Há algum tempo venho lutando -penso que solitariamente- pela preservação do que resta da ferrovia em Poços de Caldas. Os motivos são muitos. Entre outros sou neto e bisneto de ferroviários (meu bisavô italiano, analfabeto, foi trabalhador braçal de ferrovia; meu avô, telegrafista); a ferrovia representa muito para Poços de Caldas, não apenas pelo fato do Imperador Dom Pedro II ter vindo à cidade em 1896 inaugurar o Ramal de Caldas, mas pelo impacto econômico e cultural proporcionado pelos trilhos.
É quase um padrão nacional o abandono do patrimônio ferroviário, representado invariavelmente por estações esquecidas ou sub-utilizadas, vilas ferroviárias relegadas à condição de "quase-favela", sem merecer das autoridades municipais ao menos uma infraestrutura digna -e a "rua Beira-Linha" de Poços de Caldas representa bem esse descaso.
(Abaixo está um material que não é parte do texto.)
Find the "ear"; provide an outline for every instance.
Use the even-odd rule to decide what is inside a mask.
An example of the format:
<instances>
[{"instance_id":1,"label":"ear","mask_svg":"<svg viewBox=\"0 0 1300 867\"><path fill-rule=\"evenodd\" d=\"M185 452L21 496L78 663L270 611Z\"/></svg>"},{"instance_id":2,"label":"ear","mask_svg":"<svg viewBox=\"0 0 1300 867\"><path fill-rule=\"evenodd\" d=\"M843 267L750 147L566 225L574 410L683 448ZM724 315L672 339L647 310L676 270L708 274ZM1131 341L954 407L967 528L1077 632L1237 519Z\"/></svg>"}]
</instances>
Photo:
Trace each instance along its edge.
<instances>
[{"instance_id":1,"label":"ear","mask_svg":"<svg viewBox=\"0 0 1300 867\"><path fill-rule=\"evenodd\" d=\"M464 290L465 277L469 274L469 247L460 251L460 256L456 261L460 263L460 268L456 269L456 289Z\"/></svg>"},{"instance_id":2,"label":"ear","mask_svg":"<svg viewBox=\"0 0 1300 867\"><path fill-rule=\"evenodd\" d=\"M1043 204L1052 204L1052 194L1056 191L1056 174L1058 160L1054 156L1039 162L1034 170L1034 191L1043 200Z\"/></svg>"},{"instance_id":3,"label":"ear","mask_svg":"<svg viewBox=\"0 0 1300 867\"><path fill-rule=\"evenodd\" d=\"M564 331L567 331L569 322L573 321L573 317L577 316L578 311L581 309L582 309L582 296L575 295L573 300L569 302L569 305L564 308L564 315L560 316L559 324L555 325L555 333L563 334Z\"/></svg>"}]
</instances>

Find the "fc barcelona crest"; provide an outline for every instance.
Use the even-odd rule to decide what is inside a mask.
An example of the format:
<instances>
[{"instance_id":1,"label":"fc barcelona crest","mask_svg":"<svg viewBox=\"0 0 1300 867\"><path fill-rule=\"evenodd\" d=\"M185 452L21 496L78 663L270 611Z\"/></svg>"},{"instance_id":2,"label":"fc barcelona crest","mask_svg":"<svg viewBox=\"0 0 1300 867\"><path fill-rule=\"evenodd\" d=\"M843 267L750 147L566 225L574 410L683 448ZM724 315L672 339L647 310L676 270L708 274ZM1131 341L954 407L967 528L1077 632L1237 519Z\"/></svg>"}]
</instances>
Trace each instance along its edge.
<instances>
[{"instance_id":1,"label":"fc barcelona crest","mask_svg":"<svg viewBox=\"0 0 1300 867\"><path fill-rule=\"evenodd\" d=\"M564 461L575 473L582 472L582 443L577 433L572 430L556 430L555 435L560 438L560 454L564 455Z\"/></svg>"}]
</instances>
Desde de 2009 alerto para o grave risco que corre um dos mais belos e mais antigos bens históricos da cidade -os Pilares da Mogyana. E, para seguir a risca, o poder, especialmente prefeito, vice-prefeita, todos os vereadores e alguns secretários sequer ousaram responder os emails a eles enviados, pedindo um olhar sério para o logradouro, prestes a ser trucidado pela expansão imobiliária que toma conta das regiões entre o Jardim Europa e a PUC.
Como não obtive resposta das autoridades acima -talvez por medo de se comprometerem junto a um cidadão que não lhes traz qualquer benefício direto, também praxe dessa "categoria profissional", restam os caminhos alternativos. Um desses caminhos é o Conselho de Defesa do Patrimônio Histórico. Sou cético em relação à maioria desses conselhos, que para mim quase sempre têm sua existência amparada em meras formalidades legais. Interessante destacar, ainda, que quando interessa, autoridades sabem até o celular de qualquer cidadão e se esmeram no discurso fajuto do democrático contato com o Povo. Balela.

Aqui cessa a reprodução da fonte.